After dropping Derek off at the airport the next morning for his new year adventure, Adam and I entered into the retirement world of the city that never should have existed: Sun City, in the northwestern corner of the Phoenix sprawl. In Sun City they line the streets with orange trees, loaded with oranges so bitter and caustic you can't eat them. Then the rind leaves an indelible sappy glue on your hands to leave a bitter reminder of the fake food. Obviously, the elderly cruising by on their golf carts enjoy the oranges purely from afar.

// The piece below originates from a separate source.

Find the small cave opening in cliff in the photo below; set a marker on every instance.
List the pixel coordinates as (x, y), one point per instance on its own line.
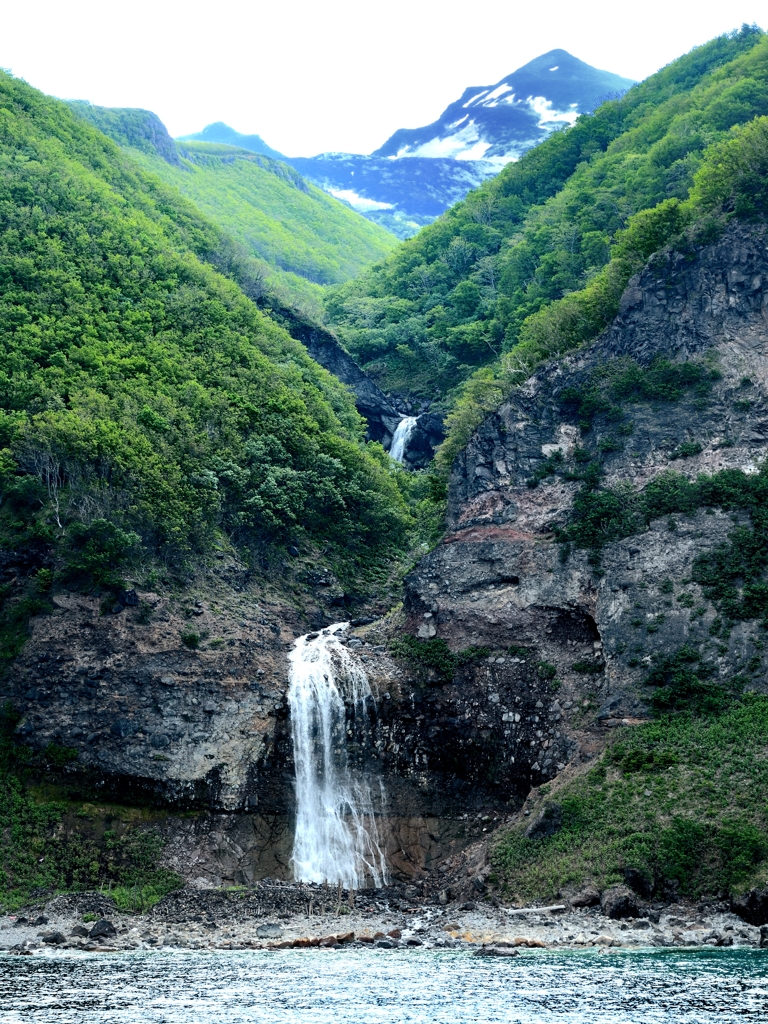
(337, 836)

I didn't take many pictures of Sun City, mainly because I was in shock. On my way to pee in the walgreens bathroom, I noticed the store had everything young people would use on sale. Tampons, condoms, pregnancy tests. They must sit on the shelves and expire. We did go to a thrift store plaza, where I bought some plastic storage containers from a matching set, which had probably at one time not that long ago held some old lady's makeup or other oddities that needed sorting. It was truly like there was a conveyor belt from the retirement community to the stores. Full sets of really nice stuff, and random themes from people who had spent a life time collecting stuff with paper roosters glued to them.


Finally, on our way back we stopped at a hippie art commune in the desert that fore some reason Adam had heard of. They like circles, bells, and apparently The Band. I secretly wanted to join them and live their life. In their vision for a better world, they're doing something right.








Last: I got over my desert mountain biking trauma and started riding Sedona, remembering that bikes are fun.